È l’anno di Giacomo Matteotti. Nelle librerie, in occasione del centenario della sua morte violenta e per effetto di un clima politico pieno di ombre nerastre che vengono dal passato novecentesco, sono arrivati molti volumi dedicati al martire socialista vittima della violenza fascista.

Non sono uno storico di professione e con curiosità ho letto il volume che Laterza, per la penna di Fabio Fiore, ha dedicato al grande deputato antifascista (L’affaire Matteotti. Storia di un delitto). Nelle pagine del libro, con una scrittura felice e misuratissima e senza nascondere l’esistenza di diverse interpretazioni storiografiche, è raccontato l’omicidio, illustrate le sue premesse, indicati i moventi e i mandanti, spiegate le conseguenze di quel tragico evento.

Irriducibile parresiasta

Ad avermi affascinato in modo particolare è l’ultimo capitolo del libro, quello dedicato a delineare la figura dell’uomo e del politico Matteotti, degno di essere ammirato non solo per essere stato la vittima più illustre dello squadrismo nero.

Infatti, prima di tutto Matteotti era, lo scrive Fiore riprendendo una nota riflessione di Michel Foucault, un irriducibile parresiasta, una persona innamorata della verità e capace di pronunciarla ad alta voce di fronte ai potenti a costo di mettere in pericolo la sua vita. Il parresiasta parla per conto del popolo oppresso da un governo ingiusto, ma è anche inevitabilmente una figura solitaria ed eroica.

È colui che ha il coraggio di fare quello che gli altri, tutti o quasi tutti, non hanno il coraggio di fare, di testimoniare l’amore per la giustizia sfidando a viso aperto il tiranno usurpatore. Questo merito gli verrà riconosciuto solo quando la libertà verrà riconquistata.

L’ossessione per le carte

Va anche detto che le verità di Matteotti non erano ideologiche o fumose. Matteotti non era un parolaio, ma un uomo politico responsabile e serio, con l’ossessione dei documenti, dello studio, preparato e competente, un primo della classe, uno studioso, un uomo pragmatico sempre piegato sulle carte per comprenderle, interpretarle e usarle come strumento di lotta politica.
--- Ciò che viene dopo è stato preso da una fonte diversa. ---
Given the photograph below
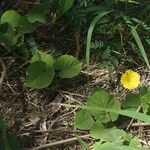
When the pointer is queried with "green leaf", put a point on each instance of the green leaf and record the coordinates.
(4, 27)
(68, 66)
(65, 5)
(111, 146)
(25, 26)
(38, 13)
(39, 75)
(132, 101)
(140, 46)
(90, 32)
(145, 103)
(135, 142)
(96, 130)
(9, 38)
(12, 17)
(102, 99)
(83, 120)
(129, 113)
(41, 56)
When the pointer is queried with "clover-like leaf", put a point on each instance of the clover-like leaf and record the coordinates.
(68, 66)
(25, 26)
(96, 130)
(39, 75)
(41, 56)
(38, 13)
(113, 135)
(83, 120)
(103, 100)
(12, 17)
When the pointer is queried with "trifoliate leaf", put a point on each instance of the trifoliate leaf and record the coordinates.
(68, 66)
(12, 17)
(83, 120)
(39, 75)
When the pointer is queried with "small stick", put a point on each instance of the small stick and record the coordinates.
(131, 122)
(3, 74)
(60, 142)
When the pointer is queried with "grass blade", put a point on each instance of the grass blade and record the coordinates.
(128, 113)
(89, 35)
(140, 46)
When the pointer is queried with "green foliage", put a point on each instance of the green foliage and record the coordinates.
(133, 101)
(41, 72)
(7, 140)
(90, 31)
(38, 13)
(12, 17)
(102, 103)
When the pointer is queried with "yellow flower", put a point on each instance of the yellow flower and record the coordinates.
(130, 79)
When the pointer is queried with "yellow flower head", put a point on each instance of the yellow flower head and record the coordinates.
(130, 80)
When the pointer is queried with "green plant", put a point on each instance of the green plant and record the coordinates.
(8, 141)
(41, 71)
(102, 109)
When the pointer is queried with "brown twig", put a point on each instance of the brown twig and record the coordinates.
(3, 73)
(60, 142)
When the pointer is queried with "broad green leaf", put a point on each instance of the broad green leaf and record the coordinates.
(65, 5)
(83, 144)
(145, 103)
(41, 56)
(132, 101)
(38, 13)
(25, 26)
(135, 142)
(129, 113)
(83, 120)
(68, 66)
(102, 99)
(96, 130)
(12, 17)
(39, 75)
(4, 27)
(140, 46)
(90, 32)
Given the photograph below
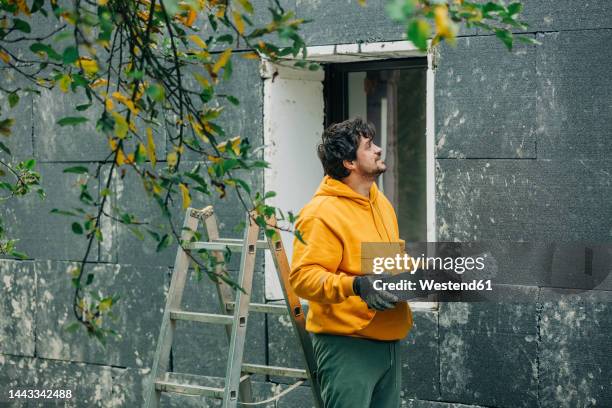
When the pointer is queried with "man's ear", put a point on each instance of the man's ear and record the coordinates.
(349, 165)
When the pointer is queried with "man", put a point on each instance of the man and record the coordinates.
(356, 329)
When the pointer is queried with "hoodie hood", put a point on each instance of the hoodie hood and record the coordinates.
(335, 188)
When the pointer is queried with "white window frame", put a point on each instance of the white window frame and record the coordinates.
(341, 53)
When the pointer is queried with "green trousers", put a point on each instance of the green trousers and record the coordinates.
(358, 373)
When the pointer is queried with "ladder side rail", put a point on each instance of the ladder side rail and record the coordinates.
(241, 312)
(294, 307)
(173, 302)
(225, 294)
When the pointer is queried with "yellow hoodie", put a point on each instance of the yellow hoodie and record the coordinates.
(334, 224)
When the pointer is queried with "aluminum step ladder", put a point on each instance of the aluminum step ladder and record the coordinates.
(235, 307)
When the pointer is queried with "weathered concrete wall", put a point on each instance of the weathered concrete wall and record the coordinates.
(523, 153)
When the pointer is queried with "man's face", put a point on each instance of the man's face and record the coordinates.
(369, 161)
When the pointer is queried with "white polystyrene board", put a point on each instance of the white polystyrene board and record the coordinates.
(293, 123)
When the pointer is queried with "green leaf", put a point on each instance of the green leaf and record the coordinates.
(29, 164)
(515, 8)
(21, 25)
(70, 55)
(13, 99)
(418, 32)
(233, 100)
(76, 170)
(171, 7)
(243, 184)
(77, 228)
(72, 120)
(156, 92)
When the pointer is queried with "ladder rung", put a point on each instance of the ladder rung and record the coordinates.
(262, 308)
(188, 389)
(235, 245)
(274, 370)
(202, 317)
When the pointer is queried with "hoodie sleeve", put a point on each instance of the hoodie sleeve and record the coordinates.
(314, 269)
Matteotti era anche un uomo pacifico, in questo senso (come in altri) esattamente l’opposto dei sicari che lo accopparono e dei loro mandanti. Già qualche anno prima di essere assassinato era stato oggetto di una feroce e umiliante violenza fascista a cui aveva reagito con la virtù dei forti, con l’animo di chi sa continuare sulla propria via rinunciando alla vendetta così come alla rassegnazione, a darla vinta ai violenti.

Infine Matteotti, così ce lo descrive Fiore, era un socialista strenuamente convinto che il partito socialista dovesse mantenere un assetto unitario, in grado di comprendere al suo interno l’ala più radicale così come quella più moderata.

Per non ridursi a diventare una setta dove c’è sempre qualche puro, su un versante o sull’altro, che non vede l’ora di stilare liste di epurazione, di far fuori gli avversari interni, senza comprendere che la forza dei grandi partiti di sinistra (si pensi al Labour che si appresta a trionfare nelle elezioni britanniche) è quella di tenere insieme il pragmatismo dei riformisti e l’idealismo dei radicali.

L’Italia migliore

Il libro di Fiore si conclude con un interrogativo affascinante: cosa sarebbe successo se quel mondo di cooperative, società di mutuo soccorso, leghe sindacali, case del popolo non fosse stato, cent’anni fa, spazzato via da quella violenza fascista che ancora oggi seduce tanti giovani di destra? Avremmo un paese migliore, suggerisce Fiore, se a quel mondo «non fosse stato prematuramente impedito di vivere».

Non so se l’autore dell’affaire Matteotti abbia ragione o meno, se l’ipotesi regga. Quel che mi pare certo è che quella fosse l’Italia migliore e che la sinistra di oggi abbia, nel nome ma anche nei valori di Matteotti, quelli che in parte ho menzionato, il dovere morale di tenere in vita, certo rinnovandola e aggiornandola, quella straordinaria tradizione culturale e politica. Senza radici non c’è vita, nemmeno in politica.